I think a lot of us here (especially INT's) probably have a low-level addiction to the internet. But I figure as far as addictions go, this is probably one of the most benign and even beneficial in some ways. If you do feel it's negatively impacting your life, you could always try putting a cap on the amount of time you allow yourself to spend on the computer each day.


----------



## Manhattan (Jul 13, 2011)

SuburbanLurker said:


> If you do feel it's negatively impacting your life, you could always try putting a cap on the amount of time you allow yourself to spend on the computer each day.

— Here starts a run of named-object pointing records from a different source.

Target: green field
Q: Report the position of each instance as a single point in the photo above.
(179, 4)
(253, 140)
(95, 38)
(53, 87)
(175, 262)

But unless you have something replace that time with, you'll just end up slumped over the couch wearing your sad face. Focusing on more activity is rewarding, where as limiting what you like is unpleasant, and therefore less likely to result in permanent lifestyle change.


----------



## viva (Aug 13, 2010)

Cut yourself off until you feel you can safely return. I had to retire once, briefly, because I had finals and I wasn't sure if I had the willpower to stay away. A short retiration might be good for you.


----------



## Intricate Mystic (Apr 3, 2010)

This site does possess characteristics that can result in behavioral conditioning of people who frequent it. Specifically, the Thanks and Quote notification feature can act as a form of positive reinforcement. If you get a buzz of happiness when someone thanks you or quotes you, this could lead you to continue to seek this by logging on and posting a lot. Also, since not every post results in a thank you or quote+reponse, this sets up a partial reinforcement cycle, in which you receive praise from others for posts _only part of the time. _In behavior studies, psychologists have found that behaviors that are rewarded only part of the time are harder to get rid of (extinguish) than behaviors that are rewarded every time they are performed. Therefore, while I'm not an expert on behavioral psychology, I must conclude that the set-up of this site is very clever, and is designed (either intentionally or un-intentionally) to keep people coming back for more.


----------



## Berdudget (Mar 24, 2011)

@vivacissimamente: That's what I've resolved to do. I resolved to cut myself off for a week to check my self control. I've had ridiculous withdrawal. I broke down today, but it is doing me some good and I plan to continue with my "fast" for the remaining 4 days once I log out after posting this comment. @SuburbanLurker: My second-phase goal is to limit the time I spend on the site once I have better self-control. It is definitely interfering with my ability to relate to and respond to my family. @ManhattanINTP - I was afraid I wouldn't be able to find equally stimulating activities to replace what I get from the site, but I've come up with a couple ideas I'm excited about and I hope to keep it up. @Intricate Mystic: That's just it. I get near-orgasms when my notifications tab lights up and feel let down when it doesn't. To avoid the let-down I start making attention-seeking posts and sending random messages to people hoping for responses. I don't think it's healthy. Thank you everybody!


----------



## BlackMamba (Aug 5, 2011)

It is currently 4 am and I am still on here. So I think this is one problem where I may not know exactly what advice to give. I would suggest that when you want to come on here... try to do almost anything else to keep your mind preoccupied. Go out soewhere if you have to just so you cant even reach the computer. Read a book, watch a movie. When the need comes over you... Do whatever you can to help avoid it.


----------



## ItsEvan (Aug 4, 2011)

You could ask for a retirement. I bet the culture shock could help you.


----------



## NotSoRighteousRob (Jan 1, 2010)

First try looking for pornography on a regular medium like movies or magazines. Then mail me your computer and other internet related accessories. I will help you break that habit!


----------



## Modifier (Aug 17, 2011)

get a life i mean literally you wont need the internet for happiness


----------